Aüt'faïs en Berteïgne, le cide (cidre) était la boisson courante quotidienne, les plantations de pommiërs dans les champs et les prës étaient nombreuses et les vaches prenaient même plési à s'gretter sur leurs pieds et ol' rafollint des pommes au risque de s'engôyër (avaler de travers). On accordait une grande importance aux pommiërs à tel point que même les gendarmes y portaient attention et dressaient un procès aux gens qui laissaient pousser du dji (gui) dedans. Les bourgeons des pommiërs éclataient d'avril à mai en de belles trotchettées (bouquets) de fleurs blanches et roses très parfumées qui, une fois leurs pétales envolés au vent, donnaient naissance à une tout petite pomme verte qui allait progressivement grossir tout l'été.

 

La ramâsserie

 

Après les ramâsseries de patates en septembre, et avant l'arrachage des lisettes (betteraves) et des choux navets début novembre, venait le temps de ramasser les pommes courant octobre. Déjà depuis la mi-septembre les gueurnettes et les faillies (petites, véreuses, pourries) tint chaïtes constituant ce qu'on appelait les peurmiëres ramassaüres.

 

Par une belle vrêprée (après-midi) d'octobre, teurtous s'y mettint, parints et éfants. Dans un peurmiër timps not'père monteut dins les pommiërs et, bras et mains aggripës aux branches, les aïjeut (secouait) fortement faisant décrochër les pommes qui cheyint (tombaient) bruyamment par traupées. I fayeut s'garër de d'ssous le pommiër si on n'vouleut pas éte bombardë et attrapër des bosses sur la téte. Dins un second timps, i gauleut ô une longue et flexible perche en bouès (la gaüle) les derniëres pommes résistantes accrochées aux branches. I n'teut pas tchetion d'en perdre autcheune (aucune). Alours la ramâsserie poueut commincër. A genueux (genoux) dins l'herbe ou à croupeton (accroupi) sur la terre on ramasseut des deux mains les pommes qu'on viseut (lançait) dans des seuilles (seaux) ou directemint dins des grands mann'tchins (paniers). Quand la pié teut chaïte (pluie était tombée) ou quand ça berouineut (bruinait) les pommes tint couellouses (mouillées et boueuses). Outre le mal de dos, le ramassage teut parfaïs douloureux quand i fayeut allër cheurchër les pommes en fouissant (fouillant) dins les orties ou ben dins les ronces le long des bussons (talus). Les mann'tchinées ou les sacquées pieunes, empilées sur la beurouette, tint beurouettées par not'père jusqu'au jardin. Un empiacement, entourë de pianches, avec um'p'tit de paille au fond, aveut étë préparë pour recevaïr le tas de pommes, à proximité de l'intrée de la cave.
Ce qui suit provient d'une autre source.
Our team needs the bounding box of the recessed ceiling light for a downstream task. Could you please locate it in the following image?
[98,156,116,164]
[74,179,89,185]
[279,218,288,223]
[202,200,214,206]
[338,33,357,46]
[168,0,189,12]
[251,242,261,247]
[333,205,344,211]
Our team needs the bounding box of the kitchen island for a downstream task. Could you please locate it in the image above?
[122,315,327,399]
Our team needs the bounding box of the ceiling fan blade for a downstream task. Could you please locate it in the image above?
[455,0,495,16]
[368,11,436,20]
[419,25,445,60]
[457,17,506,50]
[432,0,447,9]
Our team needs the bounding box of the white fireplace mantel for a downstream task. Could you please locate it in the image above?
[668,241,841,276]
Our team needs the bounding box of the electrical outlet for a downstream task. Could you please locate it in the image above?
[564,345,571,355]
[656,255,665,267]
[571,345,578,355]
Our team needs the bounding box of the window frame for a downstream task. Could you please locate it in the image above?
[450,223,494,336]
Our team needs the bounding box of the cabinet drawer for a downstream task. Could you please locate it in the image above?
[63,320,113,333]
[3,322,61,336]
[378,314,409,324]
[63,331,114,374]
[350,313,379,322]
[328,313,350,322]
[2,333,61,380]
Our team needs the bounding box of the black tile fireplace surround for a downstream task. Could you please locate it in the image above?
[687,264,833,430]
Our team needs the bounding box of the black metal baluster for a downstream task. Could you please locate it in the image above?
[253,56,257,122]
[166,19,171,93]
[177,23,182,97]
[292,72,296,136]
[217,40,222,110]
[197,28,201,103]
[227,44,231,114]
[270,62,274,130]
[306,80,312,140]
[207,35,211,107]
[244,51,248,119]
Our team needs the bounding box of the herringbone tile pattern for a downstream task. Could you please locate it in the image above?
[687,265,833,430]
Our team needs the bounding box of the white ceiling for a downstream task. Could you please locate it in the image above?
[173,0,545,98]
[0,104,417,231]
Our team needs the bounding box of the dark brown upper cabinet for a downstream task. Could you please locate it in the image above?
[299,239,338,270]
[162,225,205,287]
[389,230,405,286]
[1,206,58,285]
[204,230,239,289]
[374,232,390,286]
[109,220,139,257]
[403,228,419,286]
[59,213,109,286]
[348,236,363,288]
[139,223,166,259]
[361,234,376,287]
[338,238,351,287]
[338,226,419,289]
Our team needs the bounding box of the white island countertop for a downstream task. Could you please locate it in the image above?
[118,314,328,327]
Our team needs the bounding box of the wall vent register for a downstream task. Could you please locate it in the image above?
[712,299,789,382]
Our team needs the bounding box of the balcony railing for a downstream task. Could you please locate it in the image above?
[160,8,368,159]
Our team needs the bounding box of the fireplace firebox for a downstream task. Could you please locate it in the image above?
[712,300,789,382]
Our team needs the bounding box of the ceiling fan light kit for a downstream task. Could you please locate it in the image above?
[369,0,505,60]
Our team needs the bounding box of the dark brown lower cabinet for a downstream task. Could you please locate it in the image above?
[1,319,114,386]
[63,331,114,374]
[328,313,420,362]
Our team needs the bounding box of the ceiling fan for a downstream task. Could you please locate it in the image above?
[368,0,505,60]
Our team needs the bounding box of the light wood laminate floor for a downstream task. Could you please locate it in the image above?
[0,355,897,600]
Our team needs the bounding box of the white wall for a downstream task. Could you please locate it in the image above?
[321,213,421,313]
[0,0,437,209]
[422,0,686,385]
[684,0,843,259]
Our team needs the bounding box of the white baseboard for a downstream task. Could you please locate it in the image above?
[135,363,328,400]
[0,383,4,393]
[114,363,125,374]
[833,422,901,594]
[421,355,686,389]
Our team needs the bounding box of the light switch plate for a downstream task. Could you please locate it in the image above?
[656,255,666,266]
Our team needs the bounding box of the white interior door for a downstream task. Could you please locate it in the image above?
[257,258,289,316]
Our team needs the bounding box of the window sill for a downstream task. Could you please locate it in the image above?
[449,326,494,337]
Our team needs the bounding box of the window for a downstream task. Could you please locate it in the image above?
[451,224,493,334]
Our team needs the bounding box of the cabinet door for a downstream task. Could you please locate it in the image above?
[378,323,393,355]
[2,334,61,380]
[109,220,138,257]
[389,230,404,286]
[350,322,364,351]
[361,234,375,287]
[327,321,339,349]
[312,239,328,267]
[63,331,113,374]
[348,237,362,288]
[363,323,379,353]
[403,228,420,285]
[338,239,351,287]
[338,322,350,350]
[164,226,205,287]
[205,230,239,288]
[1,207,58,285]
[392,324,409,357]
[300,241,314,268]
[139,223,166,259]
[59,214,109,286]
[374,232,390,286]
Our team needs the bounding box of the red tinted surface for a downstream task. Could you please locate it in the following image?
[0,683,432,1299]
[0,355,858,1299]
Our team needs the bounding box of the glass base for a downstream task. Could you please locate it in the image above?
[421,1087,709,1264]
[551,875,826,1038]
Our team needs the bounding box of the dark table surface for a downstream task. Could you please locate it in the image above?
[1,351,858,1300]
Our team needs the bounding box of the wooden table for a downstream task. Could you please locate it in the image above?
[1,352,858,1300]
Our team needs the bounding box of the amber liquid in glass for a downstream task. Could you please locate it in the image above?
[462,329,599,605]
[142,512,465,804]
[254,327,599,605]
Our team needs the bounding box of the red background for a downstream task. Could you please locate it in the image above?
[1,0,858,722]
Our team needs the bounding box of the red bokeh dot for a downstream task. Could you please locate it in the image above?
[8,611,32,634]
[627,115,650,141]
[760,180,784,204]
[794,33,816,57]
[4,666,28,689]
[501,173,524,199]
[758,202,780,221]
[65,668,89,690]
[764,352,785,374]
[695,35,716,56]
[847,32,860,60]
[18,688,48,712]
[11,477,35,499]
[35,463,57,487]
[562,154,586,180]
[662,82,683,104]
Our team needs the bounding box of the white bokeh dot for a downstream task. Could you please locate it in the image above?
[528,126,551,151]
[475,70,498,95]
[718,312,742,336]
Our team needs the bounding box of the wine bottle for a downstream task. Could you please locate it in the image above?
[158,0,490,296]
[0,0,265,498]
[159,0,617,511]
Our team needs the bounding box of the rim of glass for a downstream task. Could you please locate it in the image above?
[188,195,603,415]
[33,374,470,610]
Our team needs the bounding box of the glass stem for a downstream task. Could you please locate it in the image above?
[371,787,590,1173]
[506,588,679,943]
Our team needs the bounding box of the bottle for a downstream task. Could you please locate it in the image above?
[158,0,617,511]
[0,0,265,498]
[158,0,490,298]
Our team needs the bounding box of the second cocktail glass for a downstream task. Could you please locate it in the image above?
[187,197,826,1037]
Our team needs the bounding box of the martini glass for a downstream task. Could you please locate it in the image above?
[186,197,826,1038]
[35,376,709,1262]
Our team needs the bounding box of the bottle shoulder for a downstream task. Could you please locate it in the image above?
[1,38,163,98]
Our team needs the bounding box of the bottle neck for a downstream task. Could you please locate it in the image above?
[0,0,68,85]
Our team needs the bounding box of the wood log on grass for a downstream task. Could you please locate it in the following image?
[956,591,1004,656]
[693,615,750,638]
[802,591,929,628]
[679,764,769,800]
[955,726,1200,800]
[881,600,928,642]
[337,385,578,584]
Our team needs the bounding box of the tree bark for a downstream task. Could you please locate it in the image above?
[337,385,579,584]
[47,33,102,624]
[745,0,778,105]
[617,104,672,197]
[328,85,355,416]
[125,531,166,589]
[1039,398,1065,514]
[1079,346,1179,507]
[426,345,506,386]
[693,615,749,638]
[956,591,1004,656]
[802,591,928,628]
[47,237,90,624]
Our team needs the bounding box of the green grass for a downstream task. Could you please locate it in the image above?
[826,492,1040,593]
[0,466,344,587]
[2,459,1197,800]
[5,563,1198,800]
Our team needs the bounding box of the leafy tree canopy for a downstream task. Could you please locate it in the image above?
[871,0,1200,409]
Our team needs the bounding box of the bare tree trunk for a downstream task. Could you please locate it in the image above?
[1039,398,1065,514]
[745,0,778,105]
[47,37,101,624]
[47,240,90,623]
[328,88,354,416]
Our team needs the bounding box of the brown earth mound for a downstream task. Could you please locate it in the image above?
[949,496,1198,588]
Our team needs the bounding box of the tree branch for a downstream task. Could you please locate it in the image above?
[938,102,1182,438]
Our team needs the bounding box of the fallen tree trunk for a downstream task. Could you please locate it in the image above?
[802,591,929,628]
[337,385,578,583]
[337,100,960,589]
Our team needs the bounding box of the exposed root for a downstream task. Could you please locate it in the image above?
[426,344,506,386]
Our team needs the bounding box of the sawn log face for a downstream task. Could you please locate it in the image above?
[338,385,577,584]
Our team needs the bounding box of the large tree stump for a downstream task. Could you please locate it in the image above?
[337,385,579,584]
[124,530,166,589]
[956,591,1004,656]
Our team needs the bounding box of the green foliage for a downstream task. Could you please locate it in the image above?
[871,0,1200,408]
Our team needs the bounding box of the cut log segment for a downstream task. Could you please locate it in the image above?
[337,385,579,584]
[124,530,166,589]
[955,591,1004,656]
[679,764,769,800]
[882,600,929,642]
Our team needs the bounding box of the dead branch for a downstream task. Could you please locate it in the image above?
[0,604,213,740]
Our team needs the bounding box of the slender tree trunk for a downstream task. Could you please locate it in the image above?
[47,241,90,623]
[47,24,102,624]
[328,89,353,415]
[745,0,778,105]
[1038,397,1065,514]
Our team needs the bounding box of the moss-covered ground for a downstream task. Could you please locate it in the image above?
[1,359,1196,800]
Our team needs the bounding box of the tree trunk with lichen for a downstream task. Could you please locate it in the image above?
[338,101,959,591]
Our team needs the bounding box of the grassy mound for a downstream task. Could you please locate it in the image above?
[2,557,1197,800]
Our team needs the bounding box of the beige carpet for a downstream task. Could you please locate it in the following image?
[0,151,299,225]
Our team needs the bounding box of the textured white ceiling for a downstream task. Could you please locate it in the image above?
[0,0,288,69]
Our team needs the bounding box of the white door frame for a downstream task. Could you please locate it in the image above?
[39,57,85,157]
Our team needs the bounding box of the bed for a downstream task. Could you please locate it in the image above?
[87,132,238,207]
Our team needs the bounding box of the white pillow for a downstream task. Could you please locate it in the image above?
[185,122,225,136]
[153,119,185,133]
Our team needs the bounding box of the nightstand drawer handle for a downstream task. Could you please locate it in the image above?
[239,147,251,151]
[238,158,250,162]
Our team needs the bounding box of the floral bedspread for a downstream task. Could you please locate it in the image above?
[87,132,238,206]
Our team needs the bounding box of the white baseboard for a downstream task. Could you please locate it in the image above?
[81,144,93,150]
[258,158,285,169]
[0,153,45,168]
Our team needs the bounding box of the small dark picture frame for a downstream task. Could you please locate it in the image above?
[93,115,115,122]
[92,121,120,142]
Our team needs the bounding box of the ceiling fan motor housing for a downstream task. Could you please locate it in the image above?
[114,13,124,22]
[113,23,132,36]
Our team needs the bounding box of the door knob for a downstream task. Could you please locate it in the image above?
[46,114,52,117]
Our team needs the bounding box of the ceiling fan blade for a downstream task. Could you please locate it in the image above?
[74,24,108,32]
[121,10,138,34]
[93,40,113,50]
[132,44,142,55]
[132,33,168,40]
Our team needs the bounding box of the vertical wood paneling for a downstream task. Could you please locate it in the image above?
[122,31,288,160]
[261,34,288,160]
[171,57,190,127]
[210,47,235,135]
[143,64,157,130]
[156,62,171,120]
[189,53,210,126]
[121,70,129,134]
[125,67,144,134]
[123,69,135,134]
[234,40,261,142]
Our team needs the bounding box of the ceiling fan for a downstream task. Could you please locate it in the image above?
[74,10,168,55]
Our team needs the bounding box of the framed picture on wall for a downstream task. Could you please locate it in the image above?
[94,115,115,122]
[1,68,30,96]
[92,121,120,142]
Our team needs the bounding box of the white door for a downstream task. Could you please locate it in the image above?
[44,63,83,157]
Obtenir un bon cide depindeut d'une bonne futâille et d'un bon pommât (pommage) composë de différentes variétés de pommes plus ou moins djeukes (acides), amëres ou douces : des « doux feuillu », des « douce-amère », des « Jean-marie », des « Bedange », des « Fonteune » ou « Durée », des « Damelot », des « Doux-oignon » etc…

 

Le tas de pommes reposeut au jardin pendant environ deux moès. Par timps de glace ou de neuge, les merles et les grives qu'avint du ma à déterrër les buques (vers de terre) dins le sol gueurrouë (gelé), venint pigôssër les pommes pour se nourri et s'faisint tchoqu'faïs prinde dins des piëges.

 

La pilerie

 

Fin décembre les pileries commencint, les voeïsins s'entraïdant à tour de rôle de maison en maison. La pilerie rev'neut plusieur faïs selon la quantité de pommes et le nombre de mottes à faire. Elle se dérouleut le sëur (soir) à la veuillée dins la cave étieurée par des lampes tempête et des lampions, pis pus tard par des balladeuses électriques. Des hommes et femmes chargint à coup de pali (pelle) les pommes dins des mann'tchins et allint les déveursër à l'intérieur de la cave dins la teurmée(trémie) du moulin à pommes. Les hommes de relayint deux par deux de chaque côtë pour élancër et tounër les grandes reues (roues) actionnant le moulin. Les pommes écrâsées cheyint dins un coffre sous le moulin puis tint balancées à coup de pali sur le pressouë (pressoir) oùce que le patron de la maison édifieut méticuleusement la motte en carré, alternant des couches d'écrasaüres et des couches de  paille recouvertes pour finir par des piances et des poulains (madriers) que le moutonnet (gros morceau de poutre en bois) viendreut pressër. Le socle en boès soutenant le pressouë s'app'leut la beurbis. Au-desus de la motte, le mécanisme de pressabe (la courône) composé de rouages crantés marcheut par une succession de cliquets actionnés par un levier (la gabare) poussé manuellement en un mouvement de va et vient, faisant descendre le moutonnet le lond d'une vis (le vir) piantée au centre du pressouë.

 moulin à pommes

 

pressoir

 

La pilerie terminée, tout le monde s'en reveneut dans la maison baïre une bolée de cide. Les hommes entamint une  partie de belote, cognant parfaïs du poing sur la table « belote et re ! » ou jetant lous cartes sur le mitant, valets reines rouès tous égaillës ensemble ! Les femmes regroupées autour du foyër tricotint ou rabillint (racommodaient) chaussettes et gilets en jargouaïzant (bavardant gaiement). Les gosses jouint aux quatre coins de la piace (pièce) ; on lou demandeut de s'teure quant i huchint trop haout. La souèrée s'termineut par un cafë-goutte, ou par un grog ou par un flip (cidre chaoud+goutte).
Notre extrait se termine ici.